We haven’t talked in a while, soI was just wondering how you felt about me.
People keep telling me “You know that she loves you, right?”
I want to say “yes” (and in fact I have dishonestly answered “yes” justto make the speaker feel better, but I hate having to be dishonest), but having other people tell me that you love me reminds me of a racquetball I once knew.
When I was a wee thing, my favorite Sunday school teacher announced that she brought her pet into class. We twittered with anticipation (since twittering on cell phones hadn’t been invented yet) as she would bring us a fishbowl-shaped object covered with a cloth.
It didn’t really matter that fish weren’t that interesting, we were at the age where we were excited by any pet.
She announced that she brought her pet goldfish and gathered us all around for the unveiling. She pulled the cloth away and revealed…not a goldfish…but a blue, racquetball floating in the water, half-filling the bowl.

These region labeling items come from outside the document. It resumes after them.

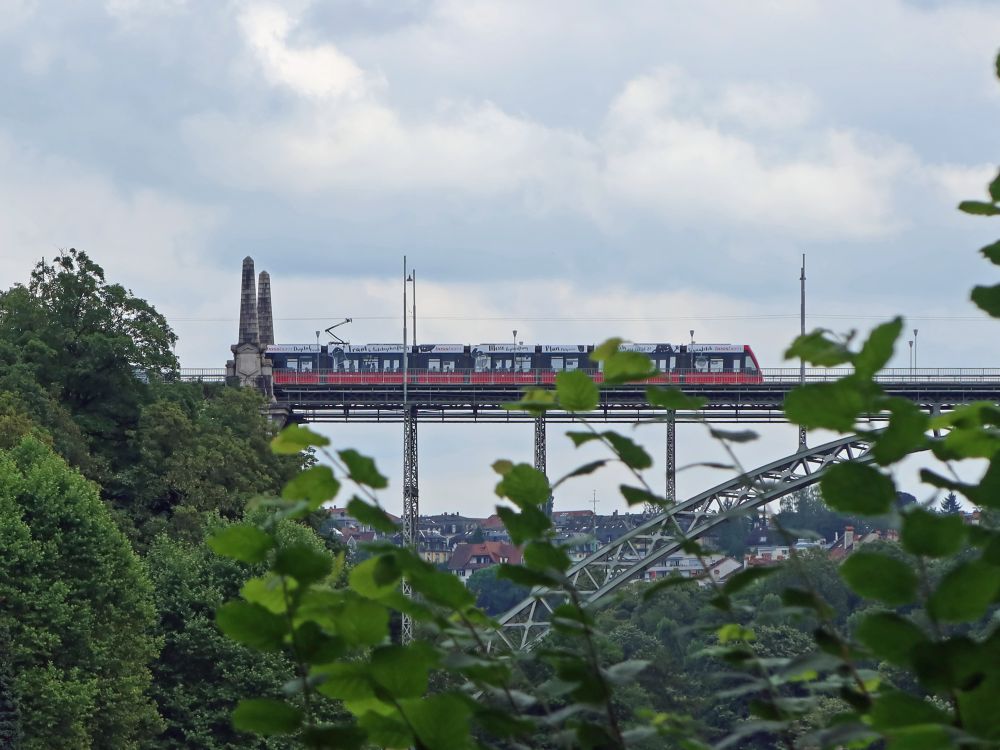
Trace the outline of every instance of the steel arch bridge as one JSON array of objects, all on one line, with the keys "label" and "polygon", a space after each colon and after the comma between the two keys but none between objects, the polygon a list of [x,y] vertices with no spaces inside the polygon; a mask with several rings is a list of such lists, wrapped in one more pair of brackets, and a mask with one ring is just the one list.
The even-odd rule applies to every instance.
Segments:
[{"label": "steel arch bridge", "polygon": [[[728,518],[727,511],[758,508],[808,487],[835,464],[870,462],[872,445],[871,436],[840,438],[741,474],[632,529],[571,567],[567,577],[584,605],[592,605],[680,550],[685,541],[711,531]],[[532,648],[548,632],[549,617],[564,600],[561,592],[532,592],[499,618],[499,640],[515,651]]]}]

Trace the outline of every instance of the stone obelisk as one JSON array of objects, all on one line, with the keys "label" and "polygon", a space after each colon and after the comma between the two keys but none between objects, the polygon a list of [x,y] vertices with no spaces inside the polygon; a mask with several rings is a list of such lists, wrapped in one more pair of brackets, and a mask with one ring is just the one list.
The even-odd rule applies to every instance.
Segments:
[{"label": "stone obelisk", "polygon": [[271,275],[261,271],[257,281],[257,326],[260,346],[274,343],[274,318],[271,315]]}]

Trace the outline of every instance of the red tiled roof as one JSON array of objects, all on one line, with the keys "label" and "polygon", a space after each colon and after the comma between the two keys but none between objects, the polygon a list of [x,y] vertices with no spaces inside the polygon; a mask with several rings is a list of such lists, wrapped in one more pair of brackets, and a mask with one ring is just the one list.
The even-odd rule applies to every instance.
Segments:
[{"label": "red tiled roof", "polygon": [[[477,558],[488,558],[489,562],[472,562]],[[521,564],[521,548],[507,542],[480,542],[478,544],[458,544],[448,561],[449,570],[479,570],[490,565],[508,562]]]}]

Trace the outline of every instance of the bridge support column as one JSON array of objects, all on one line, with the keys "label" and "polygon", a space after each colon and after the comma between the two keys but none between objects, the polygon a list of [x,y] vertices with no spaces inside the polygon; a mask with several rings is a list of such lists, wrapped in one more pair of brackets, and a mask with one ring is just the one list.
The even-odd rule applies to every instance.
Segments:
[{"label": "bridge support column", "polygon": [[[545,469],[545,415],[535,417],[535,469],[547,475]],[[552,517],[552,496],[545,503],[545,515]]]},{"label": "bridge support column", "polygon": [[[665,497],[671,503],[677,502],[677,412],[667,412],[667,487]],[[658,513],[656,508],[651,509]]]},{"label": "bridge support column", "polygon": [[[417,474],[417,407],[407,406],[403,411],[403,543],[414,552],[417,548],[417,523],[420,519],[420,486]],[[410,584],[403,581],[403,594],[412,595]],[[400,640],[413,640],[413,620],[404,614]]]}]

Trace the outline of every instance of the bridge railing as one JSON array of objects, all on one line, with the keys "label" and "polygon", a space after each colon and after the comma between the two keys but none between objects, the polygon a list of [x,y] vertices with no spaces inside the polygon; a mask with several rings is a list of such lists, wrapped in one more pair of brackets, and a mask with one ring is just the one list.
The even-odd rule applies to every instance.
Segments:
[{"label": "bridge railing", "polygon": [[[799,382],[797,367],[765,367],[765,383]],[[850,375],[849,367],[807,368],[806,382],[837,380]],[[875,376],[880,383],[1000,383],[1000,367],[891,367]]]},{"label": "bridge railing", "polygon": [[[201,370],[184,372],[202,372],[205,376],[188,377],[185,379],[212,379],[218,373],[218,379],[223,379],[224,370]],[[597,382],[602,379],[598,370],[583,370]],[[846,367],[808,368],[805,371],[806,382],[826,382],[843,378],[851,374]],[[500,385],[500,386],[531,386],[551,385],[555,382],[556,372],[553,370],[425,370],[409,369],[407,383],[410,385]],[[647,382],[669,385],[794,385],[799,382],[800,373],[797,367],[764,368],[760,371],[743,370],[741,372],[706,372],[704,370],[671,370],[660,373]],[[888,368],[876,375],[881,383],[891,384],[976,384],[1000,383],[1000,367],[984,368]],[[295,370],[274,370],[276,386],[310,386],[310,385],[402,385],[402,370],[371,370],[361,372],[346,372],[344,370],[312,370],[301,372]]]}]

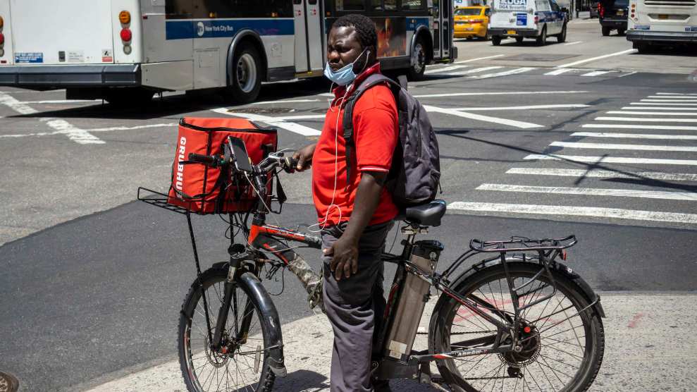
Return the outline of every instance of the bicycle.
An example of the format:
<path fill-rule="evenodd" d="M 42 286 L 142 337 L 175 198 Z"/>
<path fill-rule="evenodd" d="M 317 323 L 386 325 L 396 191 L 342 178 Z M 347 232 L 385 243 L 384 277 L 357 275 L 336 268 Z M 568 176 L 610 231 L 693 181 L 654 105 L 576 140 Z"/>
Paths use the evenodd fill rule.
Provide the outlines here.
<path fill-rule="evenodd" d="M 230 168 L 231 176 L 247 180 L 257 192 L 253 212 L 228 215 L 228 262 L 202 272 L 189 210 L 167 204 L 164 195 L 138 190 L 139 200 L 187 216 L 197 275 L 182 305 L 178 349 L 190 391 L 271 391 L 276 377 L 286 375 L 280 322 L 262 278 L 288 268 L 305 287 L 310 307 L 323 305 L 320 276 L 285 243 L 320 249 L 321 239 L 266 223 L 273 200 L 266 185 L 280 171 L 292 172 L 296 162 L 281 152 L 249 164 L 244 148 L 235 147 L 241 140 L 232 139 L 224 157 L 189 156 L 202 164 Z M 371 364 L 373 376 L 414 379 L 443 391 L 586 391 L 602 362 L 605 312 L 590 286 L 559 260 L 566 259 L 575 236 L 472 240 L 469 250 L 438 273 L 443 245 L 416 238 L 440 226 L 445 209 L 442 200 L 406 209 L 400 217 L 402 252 L 382 255 L 397 264 L 397 272 L 378 331 L 382 351 Z M 235 243 L 235 229 L 245 243 Z M 477 255 L 493 256 L 457 272 Z M 428 348 L 413 350 L 431 288 L 440 295 L 430 319 Z M 432 362 L 440 375 L 431 373 Z"/>

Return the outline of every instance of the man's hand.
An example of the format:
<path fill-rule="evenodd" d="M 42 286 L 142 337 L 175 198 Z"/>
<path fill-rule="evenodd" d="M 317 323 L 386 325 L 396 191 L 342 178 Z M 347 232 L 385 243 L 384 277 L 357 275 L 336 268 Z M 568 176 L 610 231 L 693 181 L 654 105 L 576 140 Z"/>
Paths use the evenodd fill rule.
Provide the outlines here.
<path fill-rule="evenodd" d="M 329 268 L 334 273 L 337 281 L 342 277 L 348 278 L 358 272 L 358 239 L 354 239 L 345 233 L 332 244 L 329 249 L 323 250 L 326 256 L 331 256 Z"/>
<path fill-rule="evenodd" d="M 312 155 L 314 154 L 314 148 L 317 147 L 316 143 L 305 146 L 293 154 L 293 159 L 297 160 L 297 166 L 295 170 L 303 171 L 312 165 Z"/>

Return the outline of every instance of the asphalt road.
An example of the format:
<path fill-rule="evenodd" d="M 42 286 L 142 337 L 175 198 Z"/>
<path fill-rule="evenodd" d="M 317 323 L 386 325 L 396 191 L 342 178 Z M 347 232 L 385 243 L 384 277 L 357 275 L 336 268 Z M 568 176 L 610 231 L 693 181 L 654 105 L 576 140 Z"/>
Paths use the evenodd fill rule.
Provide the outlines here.
<path fill-rule="evenodd" d="M 449 215 L 429 236 L 446 245 L 441 267 L 471 238 L 574 233 L 569 264 L 596 290 L 693 292 L 694 56 L 640 56 L 594 20 L 572 24 L 565 44 L 457 45 L 457 63 L 409 87 L 440 144 Z M 172 95 L 126 111 L 0 92 L 0 370 L 23 391 L 75 390 L 174 358 L 195 274 L 185 222 L 134 202 L 137 188 L 168 186 L 179 118 L 253 118 L 295 149 L 316 138 L 328 90 L 304 80 L 244 106 Z M 313 223 L 309 180 L 285 178 L 279 223 Z M 224 259 L 222 221 L 195 226 L 204 264 Z M 286 277 L 275 301 L 290 322 L 311 313 Z"/>

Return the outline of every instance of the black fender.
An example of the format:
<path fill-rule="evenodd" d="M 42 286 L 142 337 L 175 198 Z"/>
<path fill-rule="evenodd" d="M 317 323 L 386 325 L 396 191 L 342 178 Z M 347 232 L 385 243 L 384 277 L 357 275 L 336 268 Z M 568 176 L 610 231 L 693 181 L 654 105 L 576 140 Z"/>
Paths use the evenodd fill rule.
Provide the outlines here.
<path fill-rule="evenodd" d="M 237 50 L 238 45 L 242 41 L 251 40 L 257 44 L 259 49 L 259 55 L 261 56 L 262 67 L 261 67 L 261 80 L 264 82 L 268 81 L 268 77 L 266 70 L 267 64 L 269 64 L 268 59 L 266 59 L 266 51 L 264 49 L 264 42 L 261 41 L 261 37 L 259 36 L 259 33 L 251 29 L 242 29 L 237 32 L 235 36 L 233 37 L 232 42 L 230 42 L 230 47 L 228 47 L 228 62 L 226 67 L 226 74 L 227 75 L 228 85 L 232 83 L 232 80 L 230 80 L 230 70 L 233 64 L 233 60 L 235 57 L 235 51 Z"/>
<path fill-rule="evenodd" d="M 417 44 L 417 39 L 418 39 L 421 35 L 425 36 L 426 44 L 431 45 L 429 47 L 426 48 L 426 63 L 428 64 L 431 61 L 433 61 L 433 42 L 431 40 L 431 34 L 428 32 L 428 27 L 421 25 L 419 26 L 419 27 L 417 27 L 414 32 L 414 35 L 412 36 L 412 42 L 409 44 L 411 45 L 409 47 L 412 48 L 409 53 L 414 53 L 414 45 Z M 409 55 L 409 65 L 413 66 L 414 64 L 412 64 L 411 61 L 412 59 L 414 57 Z"/>
<path fill-rule="evenodd" d="M 222 262 L 213 264 L 214 268 L 227 270 L 229 263 Z M 259 313 L 262 322 L 267 324 L 269 340 L 272 348 L 269 350 L 269 356 L 271 360 L 269 367 L 271 372 L 277 376 L 285 377 L 288 374 L 283 358 L 283 336 L 280 329 L 280 321 L 278 318 L 278 311 L 276 310 L 273 301 L 271 300 L 269 292 L 261 284 L 261 281 L 251 272 L 244 272 L 239 275 L 238 283 L 244 285 L 249 290 L 251 295 L 257 298 L 259 304 Z"/>

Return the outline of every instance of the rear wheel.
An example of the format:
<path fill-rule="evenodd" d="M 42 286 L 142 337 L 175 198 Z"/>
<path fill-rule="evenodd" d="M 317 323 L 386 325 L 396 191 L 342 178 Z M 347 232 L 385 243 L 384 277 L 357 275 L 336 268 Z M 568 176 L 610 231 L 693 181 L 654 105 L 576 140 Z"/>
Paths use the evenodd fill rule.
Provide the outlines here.
<path fill-rule="evenodd" d="M 184 300 L 179 316 L 179 363 L 187 388 L 191 392 L 209 391 L 267 391 L 276 376 L 269 365 L 271 345 L 268 329 L 261 319 L 257 298 L 246 285 L 236 283 L 219 348 L 211 347 L 206 306 L 214 333 L 218 312 L 223 303 L 227 268 L 204 272 Z M 245 328 L 245 319 L 249 326 Z M 246 330 L 246 331 L 243 331 Z"/>
<path fill-rule="evenodd" d="M 261 58 L 257 48 L 249 44 L 238 48 L 229 72 L 226 96 L 238 104 L 254 102 L 261 90 Z"/>
<path fill-rule="evenodd" d="M 559 33 L 559 35 L 557 35 L 557 42 L 561 43 L 566 40 L 567 40 L 567 25 L 566 23 L 565 23 L 564 27 L 562 27 L 562 32 Z"/>
<path fill-rule="evenodd" d="M 507 265 L 515 287 L 524 287 L 524 283 L 532 279 L 519 299 L 521 306 L 547 295 L 553 296 L 520 312 L 519 350 L 438 360 L 440 374 L 451 387 L 457 386 L 467 392 L 586 391 L 598 374 L 605 348 L 598 312 L 593 307 L 581 312 L 588 307 L 588 298 L 566 276 L 553 272 L 555 293 L 545 274 L 536 277 L 541 268 L 539 264 Z M 504 317 L 512 320 L 512 300 L 501 264 L 474 273 L 455 290 L 460 295 L 476 298 L 480 309 L 495 319 L 504 323 Z M 429 350 L 433 353 L 493 344 L 496 326 L 455 300 L 443 295 L 436 309 L 438 313 L 431 319 L 428 336 Z"/>
<path fill-rule="evenodd" d="M 414 44 L 410 64 L 407 71 L 407 77 L 409 80 L 421 80 L 424 78 L 424 72 L 426 71 L 426 48 L 424 39 L 421 37 L 417 38 Z"/>

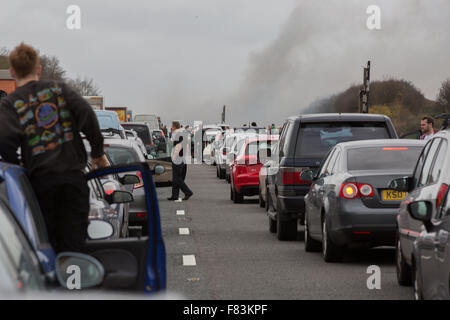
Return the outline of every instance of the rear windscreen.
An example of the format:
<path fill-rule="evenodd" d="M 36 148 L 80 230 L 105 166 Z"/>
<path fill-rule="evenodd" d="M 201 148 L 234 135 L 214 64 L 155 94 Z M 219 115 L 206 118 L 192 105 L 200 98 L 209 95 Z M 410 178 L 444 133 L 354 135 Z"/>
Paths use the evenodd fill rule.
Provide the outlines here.
<path fill-rule="evenodd" d="M 414 170 L 422 147 L 367 147 L 347 151 L 348 170 Z"/>
<path fill-rule="evenodd" d="M 302 158 L 322 158 L 340 142 L 389 138 L 384 122 L 303 123 L 295 155 Z"/>
<path fill-rule="evenodd" d="M 145 125 L 132 125 L 132 124 L 122 124 L 122 127 L 128 130 L 136 131 L 139 138 L 141 138 L 144 144 L 150 144 L 150 133 L 148 127 Z"/>

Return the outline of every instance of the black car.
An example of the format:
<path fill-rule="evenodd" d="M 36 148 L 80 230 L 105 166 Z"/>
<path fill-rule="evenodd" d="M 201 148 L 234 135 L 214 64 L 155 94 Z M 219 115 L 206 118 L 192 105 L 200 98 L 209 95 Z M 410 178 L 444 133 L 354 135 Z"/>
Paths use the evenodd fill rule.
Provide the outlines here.
<path fill-rule="evenodd" d="M 397 216 L 397 280 L 414 283 L 416 298 L 449 297 L 449 140 L 449 129 L 437 133 L 413 174 L 392 181 L 394 189 L 408 192 Z"/>
<path fill-rule="evenodd" d="M 325 261 L 336 262 L 347 248 L 394 246 L 406 194 L 389 184 L 413 172 L 424 145 L 399 139 L 340 143 L 315 176 L 305 171 L 301 178 L 312 180 L 305 197 L 305 250 L 322 249 Z"/>
<path fill-rule="evenodd" d="M 269 229 L 280 240 L 297 236 L 297 221 L 304 223 L 304 197 L 310 183 L 300 178 L 303 171 L 317 170 L 337 143 L 397 139 L 391 120 L 384 115 L 323 113 L 289 118 L 281 131 L 278 168 L 267 178 Z"/>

We’d all howl with laughter and exclaim, “That’s not a goldfish!”
(Object lessons are always an instant hit when we could prove that we were smarter than the teacher.)
Since this was Sunday School, the lesson was religious in nature…but I think it still applies equally to love:
Saying that you have a goldfish is nice, but putting something in a goldfish bowl isn’t enough to make it a goldfish, feeding it goldfish food isn’t enough to make it a goldfish, filling the bowl with gravel and plastic treasure chests and a diver that bobs up and down isn’t enough to make it a goldfish.
Only if something acts like a goldfish is it actually a goldfish.
Things are defined by their actions and not by their descriptions.
…or as the old song says, “If it looks like a duck and quacks like a duck and there’s duck doo on your pickup truck, it ain’t no armadillo.”
If it looks like a racquetball looks, floats like a racquetball floats, and does not eat fishfood like a racquetball does not eat fishfood…it ain’t no goldfish.
You might tell people that you love me and other people might believe it, but if your love exists solely in an explanation and not in your actions…it ain’t love.
Saying that you love someone is nice, but saying it isn’t enough to actually love someone else. Only by acting with love someone will you actually love them.
The nice thing is that once you act like you love me (if you have an interest in doing so), you won’t need to have someone else tell me that you love me…because I will already know.
Until then when someone asks, “You know she loves you, right?” all I can do is shrug my shoulders, because I honestly don’t know.